Many small companies automatically assumed they were protected through their I.S.P.  Most were unsure who was responsible for compliance if their data was held by the I.S.P.  The seventh data protection principle requires the use of  best efforts in relation to data security. However, most companies rarely used encryption although passwords were common. Back-up data was produced regularly, however no special security was applied to that data. Frequently there was often no policy for its destruction, which is a breach of the fifth data protection principle.

c.  Privacy statements = legal gobbledegook

If webmasters are taking advice from solicitors in relation to the layout of websites and/or the wording of the terms and conditions found in those sites, then something is going seriously wrong somewhere along the line.  The majority of privacy statements were found to be “completely unintelligible to the average Internet user”, a disappointing statistic in 2002 when the use of Plain English is supposedly on the up. Worse, 42% of sites did not post any form of privacy statement.

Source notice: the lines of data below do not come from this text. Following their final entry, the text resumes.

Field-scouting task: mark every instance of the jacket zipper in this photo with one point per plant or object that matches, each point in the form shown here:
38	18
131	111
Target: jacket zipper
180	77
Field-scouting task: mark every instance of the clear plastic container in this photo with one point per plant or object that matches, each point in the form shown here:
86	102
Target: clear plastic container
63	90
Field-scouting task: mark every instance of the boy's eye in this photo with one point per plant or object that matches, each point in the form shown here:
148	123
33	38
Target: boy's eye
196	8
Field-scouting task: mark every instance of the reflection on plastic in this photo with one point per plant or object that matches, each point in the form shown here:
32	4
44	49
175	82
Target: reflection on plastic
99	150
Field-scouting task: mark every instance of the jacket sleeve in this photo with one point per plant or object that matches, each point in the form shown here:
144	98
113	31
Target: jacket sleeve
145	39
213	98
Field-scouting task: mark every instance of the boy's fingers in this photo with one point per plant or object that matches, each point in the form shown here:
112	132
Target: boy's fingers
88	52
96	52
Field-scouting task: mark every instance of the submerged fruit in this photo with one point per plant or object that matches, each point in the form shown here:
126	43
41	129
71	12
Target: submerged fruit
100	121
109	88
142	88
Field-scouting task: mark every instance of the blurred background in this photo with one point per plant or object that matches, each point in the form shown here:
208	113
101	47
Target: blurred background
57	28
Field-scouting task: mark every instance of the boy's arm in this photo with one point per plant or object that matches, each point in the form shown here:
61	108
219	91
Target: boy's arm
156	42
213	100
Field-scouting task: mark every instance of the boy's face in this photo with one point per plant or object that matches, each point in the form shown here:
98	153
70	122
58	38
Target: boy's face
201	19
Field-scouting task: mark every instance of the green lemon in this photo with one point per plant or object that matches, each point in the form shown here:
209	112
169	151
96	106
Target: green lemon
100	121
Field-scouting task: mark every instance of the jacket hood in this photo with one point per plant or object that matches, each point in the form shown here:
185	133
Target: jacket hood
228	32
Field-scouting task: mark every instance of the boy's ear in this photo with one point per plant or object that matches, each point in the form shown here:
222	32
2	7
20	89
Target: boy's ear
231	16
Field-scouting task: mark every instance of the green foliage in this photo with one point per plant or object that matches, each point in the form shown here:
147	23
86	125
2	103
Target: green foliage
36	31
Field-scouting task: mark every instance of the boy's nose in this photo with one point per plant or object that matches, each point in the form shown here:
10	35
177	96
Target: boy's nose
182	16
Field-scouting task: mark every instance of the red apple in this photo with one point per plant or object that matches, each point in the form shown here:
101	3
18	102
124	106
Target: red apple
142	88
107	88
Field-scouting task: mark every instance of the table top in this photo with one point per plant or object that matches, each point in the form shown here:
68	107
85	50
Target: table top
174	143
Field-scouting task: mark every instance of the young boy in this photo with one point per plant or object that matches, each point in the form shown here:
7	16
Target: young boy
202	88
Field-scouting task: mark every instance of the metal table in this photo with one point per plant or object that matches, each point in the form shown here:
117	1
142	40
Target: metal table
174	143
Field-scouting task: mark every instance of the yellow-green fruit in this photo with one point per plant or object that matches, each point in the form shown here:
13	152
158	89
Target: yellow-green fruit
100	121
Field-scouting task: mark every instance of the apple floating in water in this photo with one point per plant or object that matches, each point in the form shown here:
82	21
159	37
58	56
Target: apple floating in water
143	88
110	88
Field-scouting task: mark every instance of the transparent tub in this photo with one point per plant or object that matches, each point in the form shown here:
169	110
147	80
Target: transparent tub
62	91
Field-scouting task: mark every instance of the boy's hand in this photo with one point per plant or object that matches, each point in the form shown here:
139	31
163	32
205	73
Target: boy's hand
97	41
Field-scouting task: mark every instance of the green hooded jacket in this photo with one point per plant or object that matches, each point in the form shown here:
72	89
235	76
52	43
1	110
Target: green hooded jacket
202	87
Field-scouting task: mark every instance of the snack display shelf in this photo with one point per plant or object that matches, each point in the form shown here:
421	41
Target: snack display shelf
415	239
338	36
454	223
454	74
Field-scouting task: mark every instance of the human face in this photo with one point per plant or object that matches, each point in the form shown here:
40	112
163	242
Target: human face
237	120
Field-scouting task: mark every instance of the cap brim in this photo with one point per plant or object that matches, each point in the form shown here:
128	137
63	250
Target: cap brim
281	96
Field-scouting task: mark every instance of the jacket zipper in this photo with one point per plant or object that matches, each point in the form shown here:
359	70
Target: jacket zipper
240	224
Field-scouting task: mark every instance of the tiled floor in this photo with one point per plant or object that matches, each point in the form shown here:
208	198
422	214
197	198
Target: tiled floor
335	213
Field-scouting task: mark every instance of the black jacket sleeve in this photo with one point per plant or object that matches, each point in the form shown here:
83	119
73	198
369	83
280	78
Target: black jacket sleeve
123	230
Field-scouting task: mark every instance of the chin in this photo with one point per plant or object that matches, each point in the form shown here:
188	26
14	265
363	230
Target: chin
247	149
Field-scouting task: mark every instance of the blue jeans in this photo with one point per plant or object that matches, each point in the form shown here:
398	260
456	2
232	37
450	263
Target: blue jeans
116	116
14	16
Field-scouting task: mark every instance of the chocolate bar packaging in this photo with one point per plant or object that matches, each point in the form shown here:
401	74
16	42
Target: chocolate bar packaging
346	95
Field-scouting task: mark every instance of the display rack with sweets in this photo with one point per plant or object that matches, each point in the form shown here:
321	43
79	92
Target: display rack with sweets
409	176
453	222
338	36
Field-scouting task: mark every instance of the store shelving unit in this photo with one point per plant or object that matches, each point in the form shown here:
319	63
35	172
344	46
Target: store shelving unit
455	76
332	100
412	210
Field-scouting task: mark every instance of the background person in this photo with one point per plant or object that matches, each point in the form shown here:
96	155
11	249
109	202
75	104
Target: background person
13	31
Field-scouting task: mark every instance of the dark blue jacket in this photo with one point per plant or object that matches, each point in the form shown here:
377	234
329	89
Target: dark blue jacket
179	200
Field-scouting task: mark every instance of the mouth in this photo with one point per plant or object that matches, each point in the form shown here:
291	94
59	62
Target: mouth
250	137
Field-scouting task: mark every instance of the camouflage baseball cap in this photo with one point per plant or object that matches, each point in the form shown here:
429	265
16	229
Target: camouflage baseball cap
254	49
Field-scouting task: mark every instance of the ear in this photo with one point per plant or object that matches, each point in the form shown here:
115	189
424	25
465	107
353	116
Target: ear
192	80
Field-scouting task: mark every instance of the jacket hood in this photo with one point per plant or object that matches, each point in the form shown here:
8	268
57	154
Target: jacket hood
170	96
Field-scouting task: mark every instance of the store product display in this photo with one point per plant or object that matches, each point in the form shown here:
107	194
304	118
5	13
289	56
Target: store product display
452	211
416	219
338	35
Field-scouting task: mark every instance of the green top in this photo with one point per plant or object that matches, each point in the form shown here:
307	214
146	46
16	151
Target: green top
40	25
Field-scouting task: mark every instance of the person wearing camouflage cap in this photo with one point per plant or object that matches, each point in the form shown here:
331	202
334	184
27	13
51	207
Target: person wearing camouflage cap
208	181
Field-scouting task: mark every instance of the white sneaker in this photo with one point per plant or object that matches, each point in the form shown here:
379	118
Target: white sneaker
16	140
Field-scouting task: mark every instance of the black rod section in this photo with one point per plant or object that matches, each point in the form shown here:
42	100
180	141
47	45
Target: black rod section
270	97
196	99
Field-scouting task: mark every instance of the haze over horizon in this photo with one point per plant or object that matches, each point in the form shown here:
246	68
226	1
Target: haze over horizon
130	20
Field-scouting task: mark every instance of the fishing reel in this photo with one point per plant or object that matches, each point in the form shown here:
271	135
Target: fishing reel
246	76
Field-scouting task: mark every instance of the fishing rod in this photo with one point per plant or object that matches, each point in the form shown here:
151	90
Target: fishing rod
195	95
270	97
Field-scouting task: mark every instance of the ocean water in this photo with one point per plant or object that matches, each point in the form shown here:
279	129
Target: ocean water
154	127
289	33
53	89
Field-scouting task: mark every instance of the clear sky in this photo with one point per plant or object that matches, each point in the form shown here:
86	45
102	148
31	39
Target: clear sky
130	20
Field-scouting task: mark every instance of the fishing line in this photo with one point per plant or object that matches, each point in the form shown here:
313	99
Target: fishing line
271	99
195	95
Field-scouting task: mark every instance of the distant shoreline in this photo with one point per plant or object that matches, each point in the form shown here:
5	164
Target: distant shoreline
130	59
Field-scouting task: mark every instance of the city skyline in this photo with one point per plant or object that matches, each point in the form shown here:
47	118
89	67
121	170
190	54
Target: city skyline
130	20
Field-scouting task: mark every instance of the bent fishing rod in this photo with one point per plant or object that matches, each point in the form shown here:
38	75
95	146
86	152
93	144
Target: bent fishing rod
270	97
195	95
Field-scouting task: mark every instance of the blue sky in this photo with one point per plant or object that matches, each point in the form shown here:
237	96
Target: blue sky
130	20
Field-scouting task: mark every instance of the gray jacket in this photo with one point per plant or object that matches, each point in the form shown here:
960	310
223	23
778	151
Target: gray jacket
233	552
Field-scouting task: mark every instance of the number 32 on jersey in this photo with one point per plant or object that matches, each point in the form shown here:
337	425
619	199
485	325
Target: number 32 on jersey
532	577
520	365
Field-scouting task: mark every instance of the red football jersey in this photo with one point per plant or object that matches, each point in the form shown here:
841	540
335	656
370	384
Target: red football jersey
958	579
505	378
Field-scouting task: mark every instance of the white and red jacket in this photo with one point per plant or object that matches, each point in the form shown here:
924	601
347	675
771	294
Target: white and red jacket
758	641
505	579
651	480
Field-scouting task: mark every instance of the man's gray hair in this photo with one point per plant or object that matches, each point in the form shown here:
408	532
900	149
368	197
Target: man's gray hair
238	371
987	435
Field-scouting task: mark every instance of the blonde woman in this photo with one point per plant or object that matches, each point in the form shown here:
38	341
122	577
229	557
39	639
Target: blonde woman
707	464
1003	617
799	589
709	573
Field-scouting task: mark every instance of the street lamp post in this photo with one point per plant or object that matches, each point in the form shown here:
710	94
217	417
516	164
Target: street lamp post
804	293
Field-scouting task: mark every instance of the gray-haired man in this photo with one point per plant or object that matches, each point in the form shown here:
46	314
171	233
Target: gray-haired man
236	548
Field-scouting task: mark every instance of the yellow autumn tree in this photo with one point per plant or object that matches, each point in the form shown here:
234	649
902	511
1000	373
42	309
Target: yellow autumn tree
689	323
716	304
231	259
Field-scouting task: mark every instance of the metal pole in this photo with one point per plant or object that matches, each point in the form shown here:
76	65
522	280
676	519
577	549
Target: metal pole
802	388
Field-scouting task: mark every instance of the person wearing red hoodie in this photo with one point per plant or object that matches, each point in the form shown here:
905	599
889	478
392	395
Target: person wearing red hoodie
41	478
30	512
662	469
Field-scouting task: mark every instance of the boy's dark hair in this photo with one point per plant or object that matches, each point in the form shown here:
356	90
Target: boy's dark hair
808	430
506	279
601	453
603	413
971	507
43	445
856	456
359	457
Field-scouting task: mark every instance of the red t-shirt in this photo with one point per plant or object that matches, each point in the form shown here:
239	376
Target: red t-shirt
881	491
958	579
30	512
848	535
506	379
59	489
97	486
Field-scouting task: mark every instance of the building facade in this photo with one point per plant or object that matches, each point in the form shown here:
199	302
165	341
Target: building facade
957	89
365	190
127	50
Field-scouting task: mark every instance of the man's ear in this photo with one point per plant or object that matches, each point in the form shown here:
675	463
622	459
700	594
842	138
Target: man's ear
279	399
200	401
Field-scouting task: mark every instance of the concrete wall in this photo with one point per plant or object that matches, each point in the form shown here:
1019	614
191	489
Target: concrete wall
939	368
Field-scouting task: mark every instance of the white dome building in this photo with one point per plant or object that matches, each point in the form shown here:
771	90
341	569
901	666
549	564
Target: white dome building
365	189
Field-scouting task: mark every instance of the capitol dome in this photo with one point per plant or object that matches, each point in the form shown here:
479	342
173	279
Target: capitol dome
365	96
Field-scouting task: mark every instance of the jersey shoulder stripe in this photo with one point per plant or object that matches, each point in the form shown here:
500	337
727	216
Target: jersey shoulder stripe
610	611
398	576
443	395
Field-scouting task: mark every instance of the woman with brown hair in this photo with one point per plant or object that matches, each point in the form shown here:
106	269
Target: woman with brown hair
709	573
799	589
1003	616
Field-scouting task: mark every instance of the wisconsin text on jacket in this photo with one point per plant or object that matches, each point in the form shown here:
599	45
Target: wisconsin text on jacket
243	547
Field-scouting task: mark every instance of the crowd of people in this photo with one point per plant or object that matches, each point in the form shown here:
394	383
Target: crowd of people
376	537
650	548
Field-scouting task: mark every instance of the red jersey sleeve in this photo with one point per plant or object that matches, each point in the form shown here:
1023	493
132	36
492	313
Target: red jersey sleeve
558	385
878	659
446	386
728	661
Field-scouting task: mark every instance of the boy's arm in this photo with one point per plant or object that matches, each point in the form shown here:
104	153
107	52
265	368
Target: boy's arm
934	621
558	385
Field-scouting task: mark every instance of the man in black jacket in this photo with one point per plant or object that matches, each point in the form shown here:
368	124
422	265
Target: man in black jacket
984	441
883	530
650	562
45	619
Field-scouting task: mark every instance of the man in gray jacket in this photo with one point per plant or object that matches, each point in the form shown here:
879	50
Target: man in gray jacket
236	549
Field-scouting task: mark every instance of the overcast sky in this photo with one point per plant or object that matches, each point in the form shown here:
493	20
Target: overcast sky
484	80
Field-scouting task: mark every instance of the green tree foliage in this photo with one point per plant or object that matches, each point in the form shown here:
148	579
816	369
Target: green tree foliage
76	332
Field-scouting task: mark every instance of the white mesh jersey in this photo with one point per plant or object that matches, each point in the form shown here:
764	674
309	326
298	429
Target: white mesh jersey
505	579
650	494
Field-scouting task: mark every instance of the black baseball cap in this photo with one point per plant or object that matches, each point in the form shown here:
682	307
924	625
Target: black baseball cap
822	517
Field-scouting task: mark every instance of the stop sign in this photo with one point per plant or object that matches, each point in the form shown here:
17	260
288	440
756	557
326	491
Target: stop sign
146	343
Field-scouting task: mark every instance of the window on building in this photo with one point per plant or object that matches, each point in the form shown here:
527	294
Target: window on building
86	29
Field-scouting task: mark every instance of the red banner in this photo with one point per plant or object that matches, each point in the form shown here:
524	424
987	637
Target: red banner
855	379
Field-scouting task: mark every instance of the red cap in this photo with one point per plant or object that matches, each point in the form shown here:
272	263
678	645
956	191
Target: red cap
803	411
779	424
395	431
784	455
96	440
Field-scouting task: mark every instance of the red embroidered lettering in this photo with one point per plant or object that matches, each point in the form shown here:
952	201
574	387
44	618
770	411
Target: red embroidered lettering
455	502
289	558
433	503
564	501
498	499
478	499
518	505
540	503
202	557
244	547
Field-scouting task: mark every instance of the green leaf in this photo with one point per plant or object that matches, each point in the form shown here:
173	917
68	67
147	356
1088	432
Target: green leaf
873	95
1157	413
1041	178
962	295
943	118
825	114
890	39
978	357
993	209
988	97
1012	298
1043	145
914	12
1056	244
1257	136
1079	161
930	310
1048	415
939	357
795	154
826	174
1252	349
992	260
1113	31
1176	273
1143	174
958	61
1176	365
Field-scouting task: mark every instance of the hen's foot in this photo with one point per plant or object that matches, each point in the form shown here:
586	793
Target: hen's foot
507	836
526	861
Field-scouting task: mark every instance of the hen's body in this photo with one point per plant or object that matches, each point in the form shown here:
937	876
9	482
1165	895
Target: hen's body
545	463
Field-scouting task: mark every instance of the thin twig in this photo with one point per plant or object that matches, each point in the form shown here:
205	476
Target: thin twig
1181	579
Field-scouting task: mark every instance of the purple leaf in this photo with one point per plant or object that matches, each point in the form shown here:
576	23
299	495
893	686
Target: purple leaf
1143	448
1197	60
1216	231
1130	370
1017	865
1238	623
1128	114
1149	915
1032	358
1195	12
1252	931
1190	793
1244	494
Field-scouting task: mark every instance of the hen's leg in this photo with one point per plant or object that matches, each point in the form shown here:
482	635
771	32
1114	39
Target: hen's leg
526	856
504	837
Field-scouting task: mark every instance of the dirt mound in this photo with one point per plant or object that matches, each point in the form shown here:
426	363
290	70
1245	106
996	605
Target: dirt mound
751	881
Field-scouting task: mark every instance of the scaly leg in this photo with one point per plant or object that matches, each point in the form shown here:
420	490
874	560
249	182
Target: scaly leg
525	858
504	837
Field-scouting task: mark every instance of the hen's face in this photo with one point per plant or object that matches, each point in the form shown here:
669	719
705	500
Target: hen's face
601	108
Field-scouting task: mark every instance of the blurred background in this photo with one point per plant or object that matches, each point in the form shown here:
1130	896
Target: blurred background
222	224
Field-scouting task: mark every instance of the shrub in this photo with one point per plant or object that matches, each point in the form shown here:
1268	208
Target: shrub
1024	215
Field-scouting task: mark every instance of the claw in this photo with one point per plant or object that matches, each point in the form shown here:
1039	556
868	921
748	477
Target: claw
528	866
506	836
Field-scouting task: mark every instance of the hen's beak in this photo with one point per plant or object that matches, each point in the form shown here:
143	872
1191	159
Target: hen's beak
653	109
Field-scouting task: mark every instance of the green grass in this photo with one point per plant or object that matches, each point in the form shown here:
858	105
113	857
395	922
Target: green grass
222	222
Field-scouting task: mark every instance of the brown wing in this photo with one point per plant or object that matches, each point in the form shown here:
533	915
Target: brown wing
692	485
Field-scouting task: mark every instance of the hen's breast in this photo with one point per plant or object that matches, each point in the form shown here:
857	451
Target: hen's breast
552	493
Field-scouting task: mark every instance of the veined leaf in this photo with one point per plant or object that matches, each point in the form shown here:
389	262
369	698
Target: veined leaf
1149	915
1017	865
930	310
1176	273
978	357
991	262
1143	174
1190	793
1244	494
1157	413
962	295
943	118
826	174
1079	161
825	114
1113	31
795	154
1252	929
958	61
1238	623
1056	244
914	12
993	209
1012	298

dSensitive Personal Data/ Excessive Data

Interestingly, very few sites were found to collect sensitive personal data. Of the few websites that did collect sensitive personal data, the most common question asked related to physical or mental health. In addition, excessive information gathering does not seem to be a widespread practice overall, but there are indications that there are some sites which do collect excessive data.  For what reason does any website demand your National Insurance number?  Yet nearly 4% of sites did so.  

e.  Covert Data Gathering
The perennial problem of covert data gathering persists. The authors of the report have reserved a special warning for the use of bugs and cookies.  Web bugs, (also known as “web beacons, 1 x 1 GIFs” or “invisible GIFs”) are tiny objects embedded on a website.  They are usually invisible being only one pixel square.  Bugs are used for a variety of purposes such as an independent count of website traffic, monitoring “click though” traffic and gathering web browser statistics.  The concern is that a web bug can be used along with a cookie to create a profile of users.  This happens without users knowing anything about it – therefore they cannot give consent.  Recent European legislation has required a warning to users about cookies, but the position on Bugs is less clear.

Overall
Most UK companies seem to be well intentioned, but the translation of that intention is patchy and insufficient attention is being paid to user privacy rights. It will be interesting to discover whether the Enforcement Board manages to change things.

Paul Motion is a partner with Ledingham Chalmers and is the Convener of the Society’s Electronic Commerce Committee. This article represents a personal viewpoint.